Since my story ran on Dec. 23, his mother told me this week, the district has offered to get the family "wrap around" services, in which counselors will be available to come into her home and assist her son. But that hasn't happened yet.

Though the parents believe the Rosedale district is dragging its feet because of the cost of residential placement, Director of Pupil Services Tom Ewing told me the school can only work with problems seen on campus.

If all the school is seeing is an academic issue, that's all it can legally address, Ewing said.

The boy's mother agreed that her son hasn't acted out at school -- yet.

But he has been hospitalized five times over the past year at Good Samaritan Hospital because his violent rages were too much for his parents.

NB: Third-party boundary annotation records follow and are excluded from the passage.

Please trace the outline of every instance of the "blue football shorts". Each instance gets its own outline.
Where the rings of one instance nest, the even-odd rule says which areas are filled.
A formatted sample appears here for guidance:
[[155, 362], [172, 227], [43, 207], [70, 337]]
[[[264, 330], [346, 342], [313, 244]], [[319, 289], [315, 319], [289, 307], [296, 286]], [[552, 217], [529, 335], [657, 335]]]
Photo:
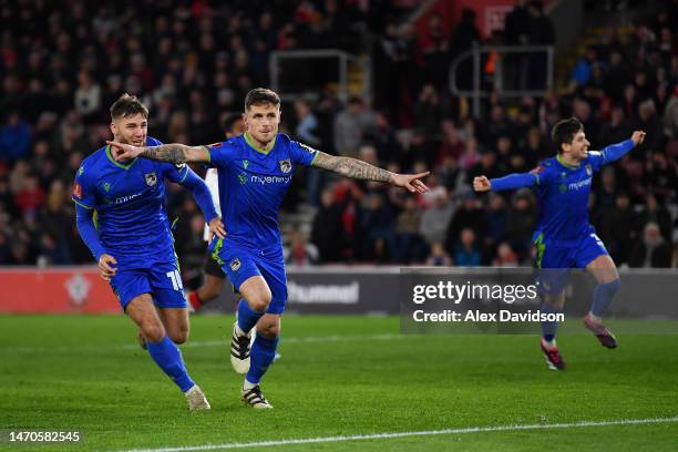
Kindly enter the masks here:
[[287, 278], [282, 247], [275, 245], [267, 249], [214, 240], [210, 245], [214, 259], [230, 280], [235, 291], [253, 276], [261, 276], [270, 289], [271, 300], [266, 314], [282, 314], [287, 305]]
[[603, 240], [589, 233], [581, 240], [567, 244], [553, 243], [540, 235], [534, 245], [537, 248], [536, 267], [542, 292], [557, 295], [567, 284], [569, 269], [586, 268], [597, 257], [608, 255]]
[[123, 310], [142, 294], [151, 294], [158, 308], [188, 306], [176, 261], [156, 263], [147, 268], [119, 269], [110, 282]]

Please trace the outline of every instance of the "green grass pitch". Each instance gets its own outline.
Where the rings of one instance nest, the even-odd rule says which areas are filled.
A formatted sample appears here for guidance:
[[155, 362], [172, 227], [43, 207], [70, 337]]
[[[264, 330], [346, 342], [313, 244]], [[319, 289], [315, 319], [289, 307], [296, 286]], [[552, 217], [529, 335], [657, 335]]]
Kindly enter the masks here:
[[[619, 335], [606, 350], [563, 335], [568, 369], [546, 369], [535, 336], [401, 336], [398, 318], [287, 316], [263, 381], [274, 410], [239, 402], [233, 317], [194, 316], [183, 347], [213, 409], [184, 397], [134, 341], [124, 316], [0, 316], [0, 430], [78, 430], [40, 451], [172, 449], [496, 425], [534, 430], [280, 444], [265, 450], [678, 450], [678, 336]], [[10, 444], [0, 450], [30, 450]]]

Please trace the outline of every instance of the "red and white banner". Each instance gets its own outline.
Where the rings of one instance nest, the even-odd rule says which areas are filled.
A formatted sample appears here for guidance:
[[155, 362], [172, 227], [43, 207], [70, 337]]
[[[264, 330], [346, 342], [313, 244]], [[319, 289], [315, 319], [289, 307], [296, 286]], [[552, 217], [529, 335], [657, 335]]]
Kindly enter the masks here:
[[0, 312], [121, 312], [95, 267], [0, 269]]

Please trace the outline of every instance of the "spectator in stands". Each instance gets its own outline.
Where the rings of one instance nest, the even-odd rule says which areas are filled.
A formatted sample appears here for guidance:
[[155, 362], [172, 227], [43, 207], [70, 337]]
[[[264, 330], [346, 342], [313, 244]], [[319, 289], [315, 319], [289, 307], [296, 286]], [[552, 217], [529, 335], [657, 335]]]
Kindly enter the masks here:
[[[555, 31], [551, 18], [544, 14], [542, 1], [531, 1], [527, 6], [530, 13], [527, 39], [531, 45], [555, 44]], [[527, 72], [527, 86], [533, 90], [546, 85], [546, 53], [538, 52], [530, 55], [530, 70]]]
[[28, 155], [31, 148], [31, 127], [13, 111], [0, 129], [0, 161], [13, 162]]
[[[475, 25], [475, 11], [464, 8], [462, 18], [450, 37], [450, 60], [454, 60], [461, 53], [471, 49], [474, 43], [480, 43], [480, 30]], [[456, 85], [461, 90], [473, 88], [473, 64], [471, 60], [462, 62], [456, 72]]]
[[322, 263], [341, 260], [343, 229], [341, 207], [335, 203], [335, 193], [326, 188], [320, 195], [320, 208], [314, 217], [311, 243], [316, 245]]
[[286, 265], [307, 267], [318, 264], [320, 255], [316, 245], [307, 243], [301, 233], [295, 229], [289, 246], [282, 249], [282, 256]]
[[615, 199], [615, 206], [599, 218], [598, 235], [607, 250], [618, 265], [628, 264], [631, 245], [636, 237], [634, 224], [636, 214], [630, 206], [626, 193], [620, 193]]
[[[473, 242], [476, 237], [485, 237], [486, 218], [483, 215], [480, 201], [472, 191], [468, 191], [464, 194], [462, 204], [454, 212], [452, 220], [448, 226], [445, 248], [452, 256], [456, 256], [458, 244], [461, 240], [461, 233], [464, 229], [473, 232]], [[454, 257], [454, 261], [459, 265], [456, 257]]]
[[645, 225], [643, 242], [636, 244], [629, 258], [630, 267], [667, 268], [671, 266], [671, 247], [659, 233], [656, 223]]
[[434, 203], [421, 216], [420, 234], [430, 244], [444, 243], [448, 225], [454, 213], [454, 205], [450, 202], [444, 187], [431, 189], [434, 193]]
[[492, 260], [493, 267], [517, 267], [517, 255], [511, 249], [511, 245], [502, 242], [496, 248], [496, 257]]
[[455, 246], [454, 263], [460, 267], [477, 267], [481, 265], [481, 253], [475, 244], [475, 233], [471, 228], [462, 229]]
[[419, 235], [421, 226], [421, 212], [417, 201], [408, 196], [404, 209], [396, 218], [396, 251], [393, 260], [409, 265], [412, 260], [423, 259], [423, 243]]
[[427, 258], [427, 265], [432, 267], [450, 267], [454, 263], [448, 251], [445, 251], [445, 247], [440, 242], [434, 242], [431, 245], [431, 253]]
[[377, 117], [360, 97], [351, 97], [335, 119], [335, 150], [340, 155], [356, 156], [367, 132], [376, 127]]

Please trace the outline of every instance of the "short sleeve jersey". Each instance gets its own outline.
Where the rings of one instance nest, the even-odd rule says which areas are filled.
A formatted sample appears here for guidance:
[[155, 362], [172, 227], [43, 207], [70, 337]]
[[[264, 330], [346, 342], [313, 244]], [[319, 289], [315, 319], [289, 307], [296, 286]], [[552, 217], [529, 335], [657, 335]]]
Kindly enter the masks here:
[[593, 175], [603, 163], [600, 153], [590, 151], [576, 167], [552, 157], [532, 171], [541, 208], [535, 238], [543, 234], [545, 239], [566, 243], [593, 232], [588, 196]]
[[[146, 146], [162, 144], [147, 137]], [[110, 146], [83, 162], [73, 184], [72, 199], [96, 210], [96, 227], [119, 269], [148, 268], [173, 263], [174, 240], [165, 208], [165, 182], [183, 182], [191, 168], [146, 158], [116, 162]]]
[[278, 210], [297, 165], [309, 166], [318, 151], [278, 134], [268, 151], [247, 134], [209, 146], [217, 168], [226, 242], [255, 249], [280, 245]]

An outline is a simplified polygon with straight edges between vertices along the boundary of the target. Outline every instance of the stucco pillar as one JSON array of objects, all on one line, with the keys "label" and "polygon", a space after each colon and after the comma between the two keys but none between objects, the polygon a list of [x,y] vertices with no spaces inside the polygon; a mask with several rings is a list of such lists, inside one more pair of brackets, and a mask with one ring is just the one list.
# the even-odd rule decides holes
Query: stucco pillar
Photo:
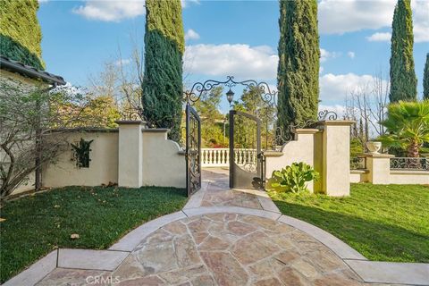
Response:
[{"label": "stucco pillar", "polygon": [[[266,179],[271,178],[273,171],[282,170],[295,162],[304,162],[316,169],[314,156],[315,136],[319,132],[319,130],[296,129],[293,132],[295,133],[295,139],[283,145],[282,151],[264,152]],[[307,188],[310,192],[314,192],[314,182],[308,182]]]},{"label": "stucco pillar", "polygon": [[371,154],[359,155],[366,160],[368,170],[368,181],[373,184],[387,185],[391,183],[391,158],[394,157],[390,154]]},{"label": "stucco pillar", "polygon": [[[350,126],[354,121],[323,121],[320,191],[328,196],[350,194]],[[318,148],[320,152],[320,148]]]},{"label": "stucco pillar", "polygon": [[141,121],[118,121],[118,185],[139,188],[143,185],[143,136]]}]

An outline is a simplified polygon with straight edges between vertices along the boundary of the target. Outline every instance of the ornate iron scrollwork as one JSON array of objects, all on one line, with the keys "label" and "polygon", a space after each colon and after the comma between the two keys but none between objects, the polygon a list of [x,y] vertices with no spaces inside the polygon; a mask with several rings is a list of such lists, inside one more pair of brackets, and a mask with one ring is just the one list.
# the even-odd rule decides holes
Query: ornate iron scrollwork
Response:
[{"label": "ornate iron scrollwork", "polygon": [[207,80],[204,82],[196,82],[189,90],[184,92],[185,100],[189,105],[198,101],[202,94],[206,91],[212,90],[215,87],[224,86],[232,88],[237,85],[241,85],[248,88],[257,88],[262,91],[262,99],[265,103],[275,103],[277,91],[271,90],[268,83],[265,81],[257,82],[254,80],[248,80],[243,81],[234,80],[233,76],[227,76],[227,80],[224,81]]},{"label": "ornate iron scrollwork", "polygon": [[186,105],[186,172],[188,196],[201,188],[201,122],[197,112]]}]

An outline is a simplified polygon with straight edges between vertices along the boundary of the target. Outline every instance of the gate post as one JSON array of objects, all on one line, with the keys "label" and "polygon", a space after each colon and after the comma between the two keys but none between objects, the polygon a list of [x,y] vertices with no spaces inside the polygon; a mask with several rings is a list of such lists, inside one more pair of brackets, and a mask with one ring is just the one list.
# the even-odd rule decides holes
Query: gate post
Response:
[{"label": "gate post", "polygon": [[140,188],[143,185],[142,121],[118,121],[118,185]]},{"label": "gate post", "polygon": [[350,194],[350,126],[354,121],[319,122],[322,134],[322,173],[320,191],[328,196]]}]

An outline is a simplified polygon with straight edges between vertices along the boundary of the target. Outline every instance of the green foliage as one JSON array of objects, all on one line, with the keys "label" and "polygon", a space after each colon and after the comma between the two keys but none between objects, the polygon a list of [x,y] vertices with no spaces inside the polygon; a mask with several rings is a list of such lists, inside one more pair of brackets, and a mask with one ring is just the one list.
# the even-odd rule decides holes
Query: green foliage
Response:
[{"label": "green foliage", "polygon": [[280,1],[277,86],[279,126],[317,118],[319,36],[317,1]]},{"label": "green foliage", "polygon": [[181,139],[184,31],[180,0],[146,1],[143,115]]},{"label": "green foliage", "polygon": [[423,99],[429,99],[429,53],[426,54],[426,63],[423,72]]},{"label": "green foliage", "polygon": [[[66,187],[2,206],[0,282],[57,248],[106,249],[136,227],[183,207],[175,188]],[[78,233],[79,240],[71,240]]]},{"label": "green foliage", "polygon": [[267,190],[300,193],[308,191],[307,182],[318,180],[319,173],[304,162],[292,163],[281,171],[273,172]]},{"label": "green foliage", "polygon": [[429,100],[391,104],[381,124],[386,134],[378,139],[384,147],[404,149],[408,156],[416,157],[423,144],[429,142]]},{"label": "green foliage", "polygon": [[322,228],[368,259],[429,263],[428,186],[351,184],[345,198],[269,195],[283,214]]},{"label": "green foliage", "polygon": [[38,21],[38,0],[2,1],[0,5],[0,51],[10,59],[38,69],[44,68]]},{"label": "green foliage", "polygon": [[89,168],[89,162],[91,161],[89,153],[92,151],[90,146],[93,141],[94,140],[86,141],[81,138],[78,144],[71,144],[78,168]]},{"label": "green foliage", "polygon": [[391,24],[391,102],[417,98],[414,71],[413,20],[410,0],[398,0]]},{"label": "green foliage", "polygon": [[358,138],[350,139],[350,157],[356,157],[358,154],[364,153],[362,142]]},{"label": "green foliage", "polygon": [[364,147],[362,142],[358,138],[352,138],[350,139],[350,167],[357,169],[360,166],[358,155],[364,153]]}]

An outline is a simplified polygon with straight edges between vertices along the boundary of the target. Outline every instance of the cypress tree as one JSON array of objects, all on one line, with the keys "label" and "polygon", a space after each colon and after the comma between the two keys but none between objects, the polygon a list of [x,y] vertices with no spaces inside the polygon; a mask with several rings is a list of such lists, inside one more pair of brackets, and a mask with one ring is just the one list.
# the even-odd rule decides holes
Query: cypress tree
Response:
[{"label": "cypress tree", "polygon": [[277,88],[279,127],[317,117],[319,36],[316,0],[280,1]]},{"label": "cypress tree", "polygon": [[410,0],[398,0],[391,24],[391,102],[417,99]]},{"label": "cypress tree", "polygon": [[146,1],[143,114],[181,139],[184,31],[180,0]]},{"label": "cypress tree", "polygon": [[0,53],[12,60],[43,69],[38,10],[38,0],[2,1]]},{"label": "cypress tree", "polygon": [[426,63],[423,72],[423,99],[429,99],[429,53],[426,54]]}]

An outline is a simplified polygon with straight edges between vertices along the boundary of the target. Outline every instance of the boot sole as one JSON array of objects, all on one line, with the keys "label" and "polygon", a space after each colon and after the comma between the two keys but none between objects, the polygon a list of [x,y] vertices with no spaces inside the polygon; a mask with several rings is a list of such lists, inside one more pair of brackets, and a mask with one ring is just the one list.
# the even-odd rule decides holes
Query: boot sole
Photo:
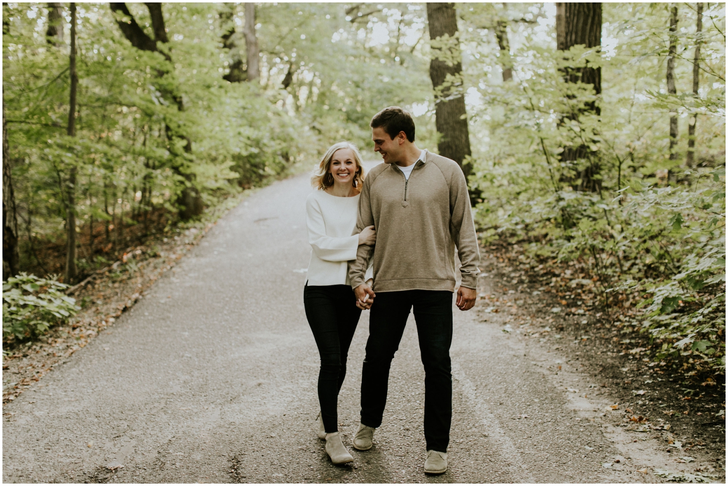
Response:
[{"label": "boot sole", "polygon": [[371,445],[370,445],[368,447],[363,447],[363,447],[357,447],[357,445],[355,444],[353,441],[352,441],[352,445],[353,445],[354,448],[356,449],[357,450],[369,450],[369,449],[371,449],[373,447],[374,447],[374,445],[372,444]]},{"label": "boot sole", "polygon": [[447,468],[445,468],[442,471],[427,471],[427,469],[425,469],[424,473],[426,474],[441,474],[447,470],[448,470]]},{"label": "boot sole", "polygon": [[[331,459],[331,456],[329,456],[328,458]],[[341,466],[341,464],[350,464],[352,462],[354,462],[354,458],[352,458],[351,461],[344,461],[342,462],[333,462],[333,461],[331,461],[331,463],[333,464],[334,466]]]}]

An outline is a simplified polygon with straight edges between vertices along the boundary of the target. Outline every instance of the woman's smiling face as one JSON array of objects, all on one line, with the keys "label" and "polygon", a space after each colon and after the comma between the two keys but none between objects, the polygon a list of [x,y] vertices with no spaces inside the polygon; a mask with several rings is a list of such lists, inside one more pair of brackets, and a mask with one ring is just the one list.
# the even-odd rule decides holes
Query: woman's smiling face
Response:
[{"label": "woman's smiling face", "polygon": [[357,169],[354,151],[350,148],[340,148],[333,153],[328,171],[333,176],[335,184],[351,185]]}]

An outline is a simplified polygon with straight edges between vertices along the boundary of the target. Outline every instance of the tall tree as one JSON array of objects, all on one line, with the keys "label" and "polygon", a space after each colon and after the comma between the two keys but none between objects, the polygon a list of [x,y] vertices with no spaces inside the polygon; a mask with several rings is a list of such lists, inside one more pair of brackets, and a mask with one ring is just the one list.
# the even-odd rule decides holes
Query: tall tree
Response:
[{"label": "tall tree", "polygon": [[[677,55],[678,46],[678,6],[672,4],[670,8],[670,46],[668,52],[668,93],[677,94],[675,87],[675,57]],[[675,146],[678,145],[678,112],[670,111],[670,160],[674,161],[678,155]]]},{"label": "tall tree", "polygon": [[12,190],[12,167],[7,144],[5,100],[2,103],[2,279],[17,274],[20,255],[17,250],[17,216]]},{"label": "tall tree", "polygon": [[253,81],[261,77],[260,49],[256,36],[256,4],[253,3],[245,4],[245,26],[242,33],[245,35],[248,80]]},{"label": "tall tree", "polygon": [[[695,4],[695,12],[697,20],[695,21],[695,55],[692,61],[692,94],[697,97],[697,89],[700,81],[700,44],[703,44],[703,2]],[[693,113],[690,117],[690,123],[687,127],[687,157],[685,163],[688,167],[692,167],[695,163],[695,125],[697,123],[697,113]]]},{"label": "tall tree", "polygon": [[242,57],[240,55],[240,48],[237,45],[239,34],[235,30],[235,23],[232,21],[234,15],[234,7],[231,7],[229,4],[225,4],[227,7],[220,14],[223,22],[229,22],[230,25],[222,35],[223,47],[230,52],[230,63],[228,68],[230,70],[223,79],[231,83],[240,83],[248,79],[248,73],[245,72]]},{"label": "tall tree", "polygon": [[[503,9],[506,3],[503,2]],[[494,30],[496,39],[498,40],[498,49],[500,51],[498,59],[500,60],[501,69],[503,70],[503,81],[509,81],[513,78],[513,61],[510,58],[510,44],[508,42],[508,22],[499,16],[496,19]]]},{"label": "tall tree", "polygon": [[60,46],[63,43],[63,6],[58,3],[48,4],[48,44]]},{"label": "tall tree", "polygon": [[[587,48],[601,45],[601,3],[565,3],[556,4],[556,46],[561,51],[568,51],[574,46],[583,45]],[[567,81],[591,84],[595,94],[601,93],[601,68],[588,65],[580,68],[567,68],[564,73]],[[598,103],[585,104],[577,113],[570,113],[572,119],[578,119],[581,113],[591,112],[600,113]],[[586,160],[585,166],[578,170],[580,179],[577,190],[598,191],[601,188],[600,163],[598,154],[587,145],[563,147],[561,159],[564,162]]]},{"label": "tall tree", "polygon": [[470,155],[470,139],[455,4],[428,3],[427,23],[432,52],[430,77],[435,89],[435,124],[440,134],[438,150],[457,162],[467,177],[470,167],[463,166],[462,162]]},{"label": "tall tree", "polygon": [[[145,4],[149,9],[149,15],[151,17],[152,29],[154,31],[154,39],[149,37],[146,32],[139,26],[134,16],[129,12],[125,3],[110,4],[111,10],[124,15],[122,19],[117,19],[116,24],[121,29],[124,36],[131,42],[132,45],[143,51],[151,52],[159,52],[167,61],[172,61],[172,57],[166,50],[160,50],[159,44],[167,44],[169,38],[167,36],[167,28],[165,26],[165,17],[162,12],[162,4],[159,2],[147,2]],[[166,69],[157,69],[157,76],[162,77],[167,74]],[[170,97],[174,100],[179,111],[184,111],[184,102],[181,94],[173,90],[170,94]],[[184,151],[187,153],[192,152],[192,141],[186,135],[177,133],[177,130],[170,126],[169,123],[165,123],[165,129],[167,137],[178,137],[185,140]],[[182,190],[180,197],[177,201],[178,204],[181,206],[179,212],[180,217],[183,219],[189,219],[194,216],[201,214],[204,208],[202,198],[199,195],[199,191],[192,184],[194,176],[192,174],[186,172],[182,168],[177,165],[173,167],[174,171],[184,177],[186,180],[186,185]]]},{"label": "tall tree", "polygon": [[[68,57],[68,70],[71,73],[71,93],[68,102],[68,125],[66,134],[76,137],[76,97],[79,86],[79,76],[76,72],[76,2],[71,2],[71,55]],[[75,163],[71,167],[66,184],[66,278],[70,283],[76,278],[76,177]]]}]

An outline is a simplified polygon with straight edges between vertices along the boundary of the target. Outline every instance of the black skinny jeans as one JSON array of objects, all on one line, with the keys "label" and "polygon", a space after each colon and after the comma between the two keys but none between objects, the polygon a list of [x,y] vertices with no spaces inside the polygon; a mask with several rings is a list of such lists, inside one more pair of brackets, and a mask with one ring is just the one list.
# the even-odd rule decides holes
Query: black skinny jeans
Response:
[{"label": "black skinny jeans", "polygon": [[347,375],[347,357],[361,309],[351,285],[306,285],[304,307],[321,356],[318,394],[327,434],[339,431],[339,391]]},{"label": "black skinny jeans", "polygon": [[424,439],[427,450],[446,453],[452,419],[450,344],[453,293],[448,291],[379,292],[369,315],[369,339],[362,370],[362,424],[381,425],[389,365],[414,307],[424,365]]}]

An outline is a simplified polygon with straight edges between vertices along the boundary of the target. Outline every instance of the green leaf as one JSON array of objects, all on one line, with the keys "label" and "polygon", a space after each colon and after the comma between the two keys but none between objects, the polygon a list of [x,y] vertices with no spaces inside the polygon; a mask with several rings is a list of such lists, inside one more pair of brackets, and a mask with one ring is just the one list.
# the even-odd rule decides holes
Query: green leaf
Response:
[{"label": "green leaf", "polygon": [[682,224],[684,222],[685,220],[682,219],[682,214],[681,214],[680,213],[676,213],[673,215],[673,217],[670,218],[670,224],[672,225],[673,230],[674,230],[675,231],[677,231],[680,228],[681,228]]}]

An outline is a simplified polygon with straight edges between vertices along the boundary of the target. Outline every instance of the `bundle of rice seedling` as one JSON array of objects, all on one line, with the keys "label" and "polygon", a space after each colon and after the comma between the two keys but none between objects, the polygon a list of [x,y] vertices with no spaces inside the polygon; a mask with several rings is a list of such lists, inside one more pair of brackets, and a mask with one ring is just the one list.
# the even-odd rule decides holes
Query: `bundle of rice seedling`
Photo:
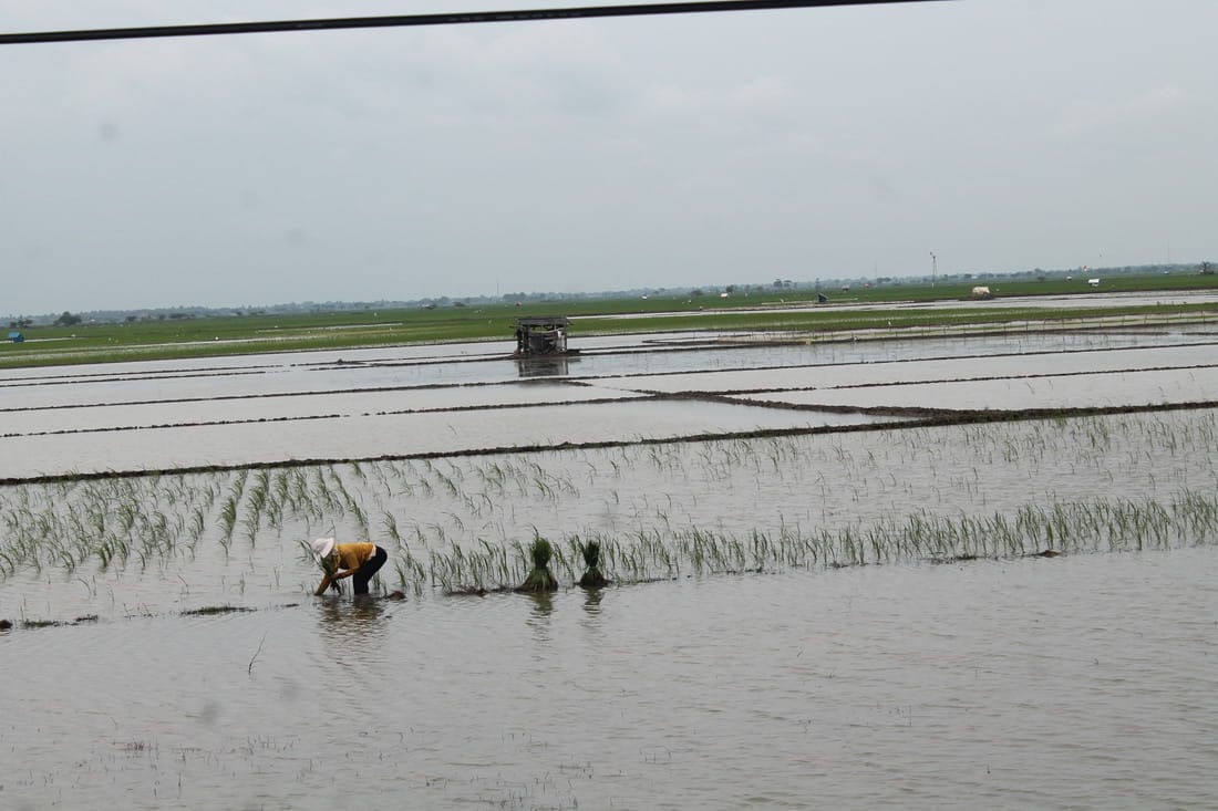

Three of his most recent psychiatrists have written memos detailing his lack of empathy and other problems. The parents have had to call the police to their home on more than one occasion to quell his outbursts. He has chased siblings with a knife and tried to hit his mom over the head with a steel rake. Last year, he told a teacher that he was having "bad thoughts" and wanted to hurt people.

All of which has been painstakingly documented for the Rosedale Union School District.

"And here he is sitting next to other kids at school," his mother said, exasperated. "If I were another parent, I'd be furious."